April 22 Tuesday – In the morning Clara Clemens left for Paris with a chaperone on the German liner Kaiser Wilhelm der Grosse. It had been arranged for her to take some singing lessons there, and also to meet Ossip Gabrilowitsch . Though fraught with foreboding about leaving her mother, her future husband had assured her in a letter of Apr. 6 that such “single haunting ideas” were childish and that nothing would happen. Clara would reach Paris about May 1 [My Husband Gabrilowitsch 24-25; NY Times, Apr. 23, p.8, “Summer Tide To Europe”].
Note: A. Hoffman claims Clara “fled to Europe to join Ossip Gabrilowitsch without telling her parents where she was going, why, or when she would return” [443]. Note: this seems to be contradicted by this entry in Livy’s diary, which at the least gives destination and time of return, and by Sam’s letter to Rogers of Apr. 14, 1902.
Livy’s diary: “Clara sailed without us for Europe to be gone three months!!” [MTP: DV161].

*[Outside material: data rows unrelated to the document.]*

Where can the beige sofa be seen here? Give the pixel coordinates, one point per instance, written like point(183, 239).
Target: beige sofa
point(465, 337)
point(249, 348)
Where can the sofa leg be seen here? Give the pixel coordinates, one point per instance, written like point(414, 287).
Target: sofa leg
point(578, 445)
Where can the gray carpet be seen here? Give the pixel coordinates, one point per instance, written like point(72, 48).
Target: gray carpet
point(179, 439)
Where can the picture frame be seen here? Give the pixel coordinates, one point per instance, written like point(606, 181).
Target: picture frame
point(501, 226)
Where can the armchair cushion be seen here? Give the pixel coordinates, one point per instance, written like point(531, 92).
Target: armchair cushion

Hill observes: “Almost without warning so far as extant documents show, she departed for Paris, where Ossip was, on Apr. 22. She was accompanied by a chaperone, her voice teacher, Mrs. Frieda Ashforth, who, according to Clara, ‘was not entirely left out of the fun Gabrilowitsch and I had together.’ It is possible to speculate about her parents’ attitude toward such liberated behavior (though they canceled their plan to spend the summer of 1902 in Venice, where they would presumably chaperone their daughter). Significantly, however, between Clara’s departure and her reappearance in New York on August 12, there are no extant letters between parents and daughter, no notebook entries referring to Clara or to Gabrilowitsch, no reports to old friends like Howells or Twichell on ‘singing lessons,’ no indications whatever that there was a Clemens daughter named Clara. The only exception is Mrs. Clemens’ report to Mrs. Whitmore that Clara and Mrs. Ashforth were in Europe studying languages: ‘We shall all be very thankful,’ Olivia said, ‘when it is over and she says she will never do it again’” [44-5]. (Editorial emphasis.)